Autism: The Legislature passed a bill mandating insurance coverage for children with autism. Kansas is now one of 34 states to require autism coverage. The new law will only help an estimated 750 Kansas children out of more than 8,000 with autism, but supporters had struggled for six years to push through the coverage.

Public broadcasting: Every year, it seems, public broadcasting is on the budget chopping block. This year, an effort to eliminate funding for public broadcasting was set aside and the Legislature allocated $600,000 for Big Bird, Oscar the Grouch and the rest of the Sesame Street gang.

Guns: In a move that ensures firearms can be carried openly statewide, lawmakers passed a bill canceling out some city and county gun restrictions. Locally, the bill affects Kansas City, Kan., Leawood and Prairie Village, which banned the open carry of firearms in public places.

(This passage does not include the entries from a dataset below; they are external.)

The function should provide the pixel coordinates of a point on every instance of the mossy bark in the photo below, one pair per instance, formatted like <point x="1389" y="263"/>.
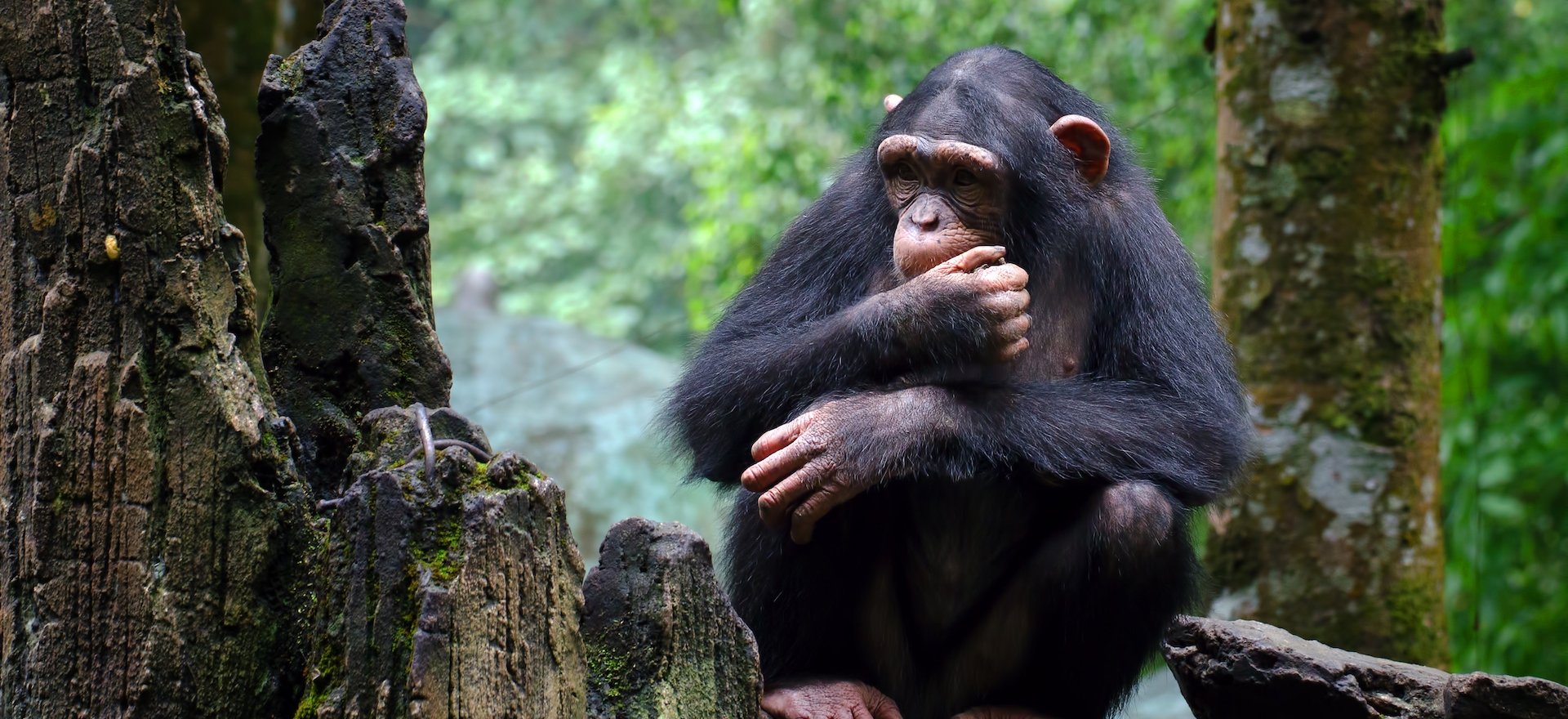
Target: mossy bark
<point x="446" y="596"/>
<point x="234" y="38"/>
<point x="1325" y="270"/>
<point x="148" y="509"/>
<point x="341" y="170"/>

Open records: The Legislature passed a bill making public key police documents — known as probable cause affidavits — used to justify arrests or searches. There are exceptions in the law, but it was a win for Robert Harte and his wife, Adlynn. They had fought to learn why deputies raided their Leawood home two years ago in a failed search for marijuana. The search produced no charges or evidence.

Obamacare: The Legislature continued its fight against the federal Affordable Care Act by passing a bill allowing Kansas to join a compact with other states wanting to get out from under the health care law. The Kansas law is rooted in a part of the U.S. Constitution that allows Congress to approve multistate compacts, an unlikely possibility in the immediate future since Democrats are now in the majority in the U.S. Senate.

Mortgage fees: The Legislature eliminated a nearly 100-year-old fee to register a mortgage. The bill phases out the mortgage fee over five years. The bill increases fees for filing various documents at the courthouse to help ease the loss of the mortgage fee revenue. However, by 2019, the losses to Johnson County government could add up to $49 million.


Religious freedom: A bill protecting anyone from legal action for refusing to provide service to same-sex couples on religious grounds died amid an avalanche of national criticism.

Wind energy: For the second straight year, wind energy advocates successfully fought off attempts to repeal the state’s renewable energy standards even though opponents of the mandate spent thousands of dollars aggressively lobbying lawmakers. Expect this to return.

Snakes: Johnson County pushed to remove the redbelly and smooth earth snakes from the state’s threatened species list. The protections were driving up the cost of development projects. The issue could still be settled administratively by the state wildlife department.

Sex education: A bill requiring parental consent for students to take human sexuality courses passed out of a House Committee and died awaiting a debate by the full chamber.

Elections: A bill moving city and school board to elections to the fall from the spring of odd-numbered years died in the House. The goal of holding primary elections in August followed by general elections in November was to boost voter turnout.

Fluoride: A bill requiring cities and other local governments to issue warnings that they fluoridate their water supplies died in a committee after it was roundly denounced by public health officials. The bill declared fluoride dangerous.